Quarterly Reports • June 2023

Fed Cattle Prices Rally to Record Levels Ahead of Expectations

Dave Weaber
5 min read

Production Forecast

U.S. cattle slaughter was down about 3.9% year over year in the first five months of 2023, resulting in lower beef production by about 4.9% YOY. Although down from last year, year-to-date cattle slaughter averaged about 2,300 head per week above the previous five-year average. We expect annual cattle slaughter and beef production in 2023 to be down 4.5% to 5% versus 2022.

Price Forecast

All classes of cattle are rallying in response to tighter available supplies. Feeder cattle and calf prices are moving higher because of unexpected strength in spot fed cattle prices, rallying futures, expected lower grain costs, and heifer calf retention beginning in earnest. Cow and replacement heifer values are expected to keep pace with the rally in fed cattle on a $/head basis.

  • We expect 700- to 900-pound steers in the central plains and West to trade in the $235 to $270/cwt range during 2023 and fall delivery 500- to 600-pound steer calves to trade at $275 to $300/cwt depending on quality.
  • Our expected range for 2023 annual average fed cattle prices has been raised to $169 to $174/cwt from $160 to $165/cwt.
  • Choice and Prime beef demand remains on solid footing, with cutout values expected to average 7% to 9% above year-ago levels and 23% to 25% above the highs set in 2014 to 2015. Packer and retailer margins will remain compressed as cyclical leverage moves back through the system to cattle producers.

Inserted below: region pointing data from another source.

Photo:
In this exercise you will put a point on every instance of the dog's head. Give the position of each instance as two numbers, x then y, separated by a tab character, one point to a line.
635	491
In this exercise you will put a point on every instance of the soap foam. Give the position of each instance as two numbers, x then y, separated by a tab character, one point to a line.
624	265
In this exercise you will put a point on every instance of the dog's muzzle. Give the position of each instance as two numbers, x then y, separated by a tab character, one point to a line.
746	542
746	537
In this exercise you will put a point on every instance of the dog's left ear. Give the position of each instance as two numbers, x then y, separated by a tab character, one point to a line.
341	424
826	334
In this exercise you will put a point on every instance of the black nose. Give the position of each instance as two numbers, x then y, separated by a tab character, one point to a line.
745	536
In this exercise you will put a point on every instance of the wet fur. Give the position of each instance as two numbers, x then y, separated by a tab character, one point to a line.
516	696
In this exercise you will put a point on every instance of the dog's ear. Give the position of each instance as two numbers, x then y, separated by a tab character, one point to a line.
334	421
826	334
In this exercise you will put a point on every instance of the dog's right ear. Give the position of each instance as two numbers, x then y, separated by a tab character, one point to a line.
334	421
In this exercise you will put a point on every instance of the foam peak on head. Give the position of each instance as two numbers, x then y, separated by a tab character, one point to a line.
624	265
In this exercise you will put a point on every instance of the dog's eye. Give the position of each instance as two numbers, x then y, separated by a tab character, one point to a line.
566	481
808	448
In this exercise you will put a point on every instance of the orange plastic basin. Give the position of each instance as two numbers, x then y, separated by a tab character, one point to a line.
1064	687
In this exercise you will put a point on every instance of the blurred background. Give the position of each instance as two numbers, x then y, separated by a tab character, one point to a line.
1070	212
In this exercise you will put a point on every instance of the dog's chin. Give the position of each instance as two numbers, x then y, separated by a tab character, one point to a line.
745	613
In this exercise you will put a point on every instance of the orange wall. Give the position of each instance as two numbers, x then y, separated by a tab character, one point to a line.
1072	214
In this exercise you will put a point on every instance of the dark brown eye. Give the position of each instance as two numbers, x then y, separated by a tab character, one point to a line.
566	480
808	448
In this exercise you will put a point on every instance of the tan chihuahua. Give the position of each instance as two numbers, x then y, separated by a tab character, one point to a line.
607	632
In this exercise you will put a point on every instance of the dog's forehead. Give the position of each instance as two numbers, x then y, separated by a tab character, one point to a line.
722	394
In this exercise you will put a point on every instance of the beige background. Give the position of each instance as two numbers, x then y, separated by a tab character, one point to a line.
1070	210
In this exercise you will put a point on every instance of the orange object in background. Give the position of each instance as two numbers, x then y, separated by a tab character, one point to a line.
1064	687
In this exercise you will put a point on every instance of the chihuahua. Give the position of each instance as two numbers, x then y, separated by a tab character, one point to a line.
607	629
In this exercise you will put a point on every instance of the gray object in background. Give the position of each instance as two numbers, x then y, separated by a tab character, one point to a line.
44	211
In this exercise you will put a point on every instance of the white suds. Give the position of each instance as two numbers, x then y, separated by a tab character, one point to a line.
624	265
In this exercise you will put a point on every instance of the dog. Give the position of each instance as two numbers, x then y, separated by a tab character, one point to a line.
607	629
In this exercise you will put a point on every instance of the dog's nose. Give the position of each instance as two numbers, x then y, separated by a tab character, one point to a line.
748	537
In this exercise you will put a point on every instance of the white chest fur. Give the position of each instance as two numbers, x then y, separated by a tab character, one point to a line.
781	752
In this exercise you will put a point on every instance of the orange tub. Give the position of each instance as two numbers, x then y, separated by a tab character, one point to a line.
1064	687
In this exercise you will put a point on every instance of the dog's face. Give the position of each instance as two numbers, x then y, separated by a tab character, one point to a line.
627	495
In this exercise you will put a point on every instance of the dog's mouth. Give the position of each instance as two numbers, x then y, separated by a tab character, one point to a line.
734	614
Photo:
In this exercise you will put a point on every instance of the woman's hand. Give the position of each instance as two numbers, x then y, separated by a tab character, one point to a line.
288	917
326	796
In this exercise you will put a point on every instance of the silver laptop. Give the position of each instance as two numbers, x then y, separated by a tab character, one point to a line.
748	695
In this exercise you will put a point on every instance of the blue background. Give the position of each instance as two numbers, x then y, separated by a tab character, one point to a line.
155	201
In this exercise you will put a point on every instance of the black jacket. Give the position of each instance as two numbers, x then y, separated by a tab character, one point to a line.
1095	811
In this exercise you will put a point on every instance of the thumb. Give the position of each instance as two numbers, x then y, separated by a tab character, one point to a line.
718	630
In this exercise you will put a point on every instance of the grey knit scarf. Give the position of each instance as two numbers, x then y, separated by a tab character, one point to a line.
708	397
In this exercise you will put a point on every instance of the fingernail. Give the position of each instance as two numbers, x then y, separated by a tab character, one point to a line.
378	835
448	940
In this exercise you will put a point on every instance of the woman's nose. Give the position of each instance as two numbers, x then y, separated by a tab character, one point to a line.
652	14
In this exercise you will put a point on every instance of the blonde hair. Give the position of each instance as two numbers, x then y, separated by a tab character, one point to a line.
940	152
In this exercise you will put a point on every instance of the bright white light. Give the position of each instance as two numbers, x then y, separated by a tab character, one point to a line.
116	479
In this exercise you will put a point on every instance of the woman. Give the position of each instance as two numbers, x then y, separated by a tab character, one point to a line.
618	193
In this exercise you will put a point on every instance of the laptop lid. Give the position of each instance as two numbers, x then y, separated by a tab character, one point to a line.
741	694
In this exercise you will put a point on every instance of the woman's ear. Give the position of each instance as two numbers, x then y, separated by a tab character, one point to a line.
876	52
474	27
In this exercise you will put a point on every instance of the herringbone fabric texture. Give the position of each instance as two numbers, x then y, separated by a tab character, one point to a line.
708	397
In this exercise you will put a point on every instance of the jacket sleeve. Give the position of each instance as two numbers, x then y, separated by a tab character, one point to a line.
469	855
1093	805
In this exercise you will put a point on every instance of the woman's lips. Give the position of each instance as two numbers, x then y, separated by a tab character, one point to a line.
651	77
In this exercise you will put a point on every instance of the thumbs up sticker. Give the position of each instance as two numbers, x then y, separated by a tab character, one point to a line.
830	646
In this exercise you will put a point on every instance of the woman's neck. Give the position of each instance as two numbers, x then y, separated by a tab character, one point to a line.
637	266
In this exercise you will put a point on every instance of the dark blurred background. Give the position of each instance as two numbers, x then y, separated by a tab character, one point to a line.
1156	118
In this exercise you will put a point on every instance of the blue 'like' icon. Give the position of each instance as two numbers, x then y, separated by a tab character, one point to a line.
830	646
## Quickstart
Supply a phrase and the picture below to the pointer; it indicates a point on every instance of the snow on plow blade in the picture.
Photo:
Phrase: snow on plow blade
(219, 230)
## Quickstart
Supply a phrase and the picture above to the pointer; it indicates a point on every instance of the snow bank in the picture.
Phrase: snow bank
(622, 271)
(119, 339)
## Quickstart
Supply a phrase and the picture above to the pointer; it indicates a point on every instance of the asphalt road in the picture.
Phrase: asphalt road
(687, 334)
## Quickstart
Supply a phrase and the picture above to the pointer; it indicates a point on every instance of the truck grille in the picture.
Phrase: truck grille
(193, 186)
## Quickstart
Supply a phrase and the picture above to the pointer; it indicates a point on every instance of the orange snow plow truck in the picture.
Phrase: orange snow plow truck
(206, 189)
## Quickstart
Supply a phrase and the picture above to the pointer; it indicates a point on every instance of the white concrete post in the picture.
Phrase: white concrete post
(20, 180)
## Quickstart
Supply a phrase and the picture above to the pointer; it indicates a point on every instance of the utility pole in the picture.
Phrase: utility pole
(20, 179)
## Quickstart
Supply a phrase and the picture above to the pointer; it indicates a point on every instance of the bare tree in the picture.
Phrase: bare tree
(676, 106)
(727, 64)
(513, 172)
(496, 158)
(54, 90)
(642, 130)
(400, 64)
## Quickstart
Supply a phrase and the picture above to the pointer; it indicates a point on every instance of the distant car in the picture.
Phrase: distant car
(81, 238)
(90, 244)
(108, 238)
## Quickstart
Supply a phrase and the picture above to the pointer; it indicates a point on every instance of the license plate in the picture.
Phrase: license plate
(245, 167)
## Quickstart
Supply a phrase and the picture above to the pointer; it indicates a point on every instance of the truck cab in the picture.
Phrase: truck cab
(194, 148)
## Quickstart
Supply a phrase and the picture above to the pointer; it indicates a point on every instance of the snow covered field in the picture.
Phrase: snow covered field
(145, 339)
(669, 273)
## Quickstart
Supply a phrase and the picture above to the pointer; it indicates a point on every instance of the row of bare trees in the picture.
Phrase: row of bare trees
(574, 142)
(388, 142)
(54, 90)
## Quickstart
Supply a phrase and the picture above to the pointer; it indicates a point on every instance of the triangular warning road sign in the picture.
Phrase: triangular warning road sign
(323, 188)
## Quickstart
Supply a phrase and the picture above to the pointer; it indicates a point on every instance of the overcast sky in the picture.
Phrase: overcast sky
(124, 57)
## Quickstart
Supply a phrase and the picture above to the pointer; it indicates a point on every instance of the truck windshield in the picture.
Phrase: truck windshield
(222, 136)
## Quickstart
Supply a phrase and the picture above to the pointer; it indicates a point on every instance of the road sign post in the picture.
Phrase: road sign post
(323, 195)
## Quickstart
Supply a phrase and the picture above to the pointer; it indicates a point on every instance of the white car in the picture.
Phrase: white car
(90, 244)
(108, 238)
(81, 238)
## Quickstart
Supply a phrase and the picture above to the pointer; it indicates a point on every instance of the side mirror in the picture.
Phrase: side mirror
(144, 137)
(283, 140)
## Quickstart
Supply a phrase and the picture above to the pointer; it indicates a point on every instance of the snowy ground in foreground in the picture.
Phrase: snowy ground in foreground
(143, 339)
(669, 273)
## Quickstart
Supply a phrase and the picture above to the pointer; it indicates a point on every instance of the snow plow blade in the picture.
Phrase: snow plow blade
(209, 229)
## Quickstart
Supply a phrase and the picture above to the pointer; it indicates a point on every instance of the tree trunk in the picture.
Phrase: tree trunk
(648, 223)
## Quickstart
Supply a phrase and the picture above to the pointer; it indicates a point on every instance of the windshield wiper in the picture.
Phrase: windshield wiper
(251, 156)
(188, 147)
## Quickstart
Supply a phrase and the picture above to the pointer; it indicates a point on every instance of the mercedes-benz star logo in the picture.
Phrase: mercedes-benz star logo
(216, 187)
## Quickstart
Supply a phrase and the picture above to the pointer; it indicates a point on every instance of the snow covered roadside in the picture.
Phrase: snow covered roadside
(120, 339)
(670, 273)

Fed cattle prices in the second quarter of 2023 set a record high, with weekly average five-area prices exceeding the previous cycle and all-time highs set in late 2014 (see Chart 1). The late March and early April rally was driven by tightening supplies, the result of some delayed marketings of winter weather-impacted cattle in eastern Nebraska and eastern South Dakota while southern plains cattle outperformed closeout projections.

Chart 1- Fed Cattle Priced Forecast to Return to Record Levels

Furthering the rally was the fallout from the U.S. Supreme Court ruling on California Prop 12. The regulations around sow housing and handling requirements are set to take effect July 1, 2023. The California Department of Food and Agriculture is far from being able to implement and enforce the regulations and has issued statements that producers, processors and distributors could use a self-certification process through the end of 2023. It also intends to allow noncompliant products that arrive in California prior to July 1 to flow through commerce in an orderly fashion. Retail grocers and food service outlets in California don’t appear to be waiting around and are seeking only compliant products for delivery after July 1. Consequently, grocery companies and food service outlets are looking to other species to fill their customers’ needs.

The pork industry consensus is that the system can cover only about 25% of California pork needs. This is expected to equate to a deficit of about 12% or more of U.S. commercial pork production and could translate to a 3.2 billion-pound annualized shift to beef and chicken consumption within California. Conversely, the change will leave that much extra pork in the rest of the U.S. market until more compliant pork becomes available. If an integrated pork production system already had the facility construction or remodeling complete and only needed to make a few production changes at the time of sow breeding to become compliant, additional supplies of compliant pork are at least 11 months away. In other words, the market impacts of Prop 12 will be far-reaching and, at least in the near term, positive for beef and chicken as grocers and restaurants strive to meet unfilled consumer pork needs with beef and chicken through at least the end of 2023. For the balance of 2023, we expect wholesale beef and fed cattle prices to overperform our previous expectations as California meat demand transitions and must compete with the rest of the market for beef supplies amid an already tightening supply situation (see Chart 2). Two headwinds already apparent are the discounting of noncompliant pork in the other 47 states and how well California consumers can transition to higher average beef prices.

Chart 2 - Cutout Rally Hasn't Kept Pace With Higher Cattle Costs

We expect further tightening of feeder cattle and calf supplies during the second half of 2023. Improving moisture conditions across much of the central plains and West combined with now-record fed cattle prices have feed yards chasing replacement cattle and driving prices markedly higher. Early video auction results bear this out, with Northern and Western early- and mid-summer delivery feeder steers bringing $240 to $265/cwt. Lots of Northern fall delivery unweaned steer calves weighing 500 to 600 pounds have traded for $280/cwt and higher. Program-eligible weaned calves of similar quality traded for $300/cwt or more. During early June, average prices for five-weight and six-weight steers and heifers for fall delivery were about $400/head above year-ago levels. This kind of price activity is expected to further drive expansion plans at many cow-calf operations and create even tighter feeder cattle and calf supplies. We expect feeder cattle and calf supplies outside of feed yards to be down 5% to 7% during the second half of 2023. The reduction is a function of 4% fewer beef cows calving and 5% fewer beef replacement heifers expected to calve in 2023 combined with accelerating beef replacement heifer calf retention at the ranch level.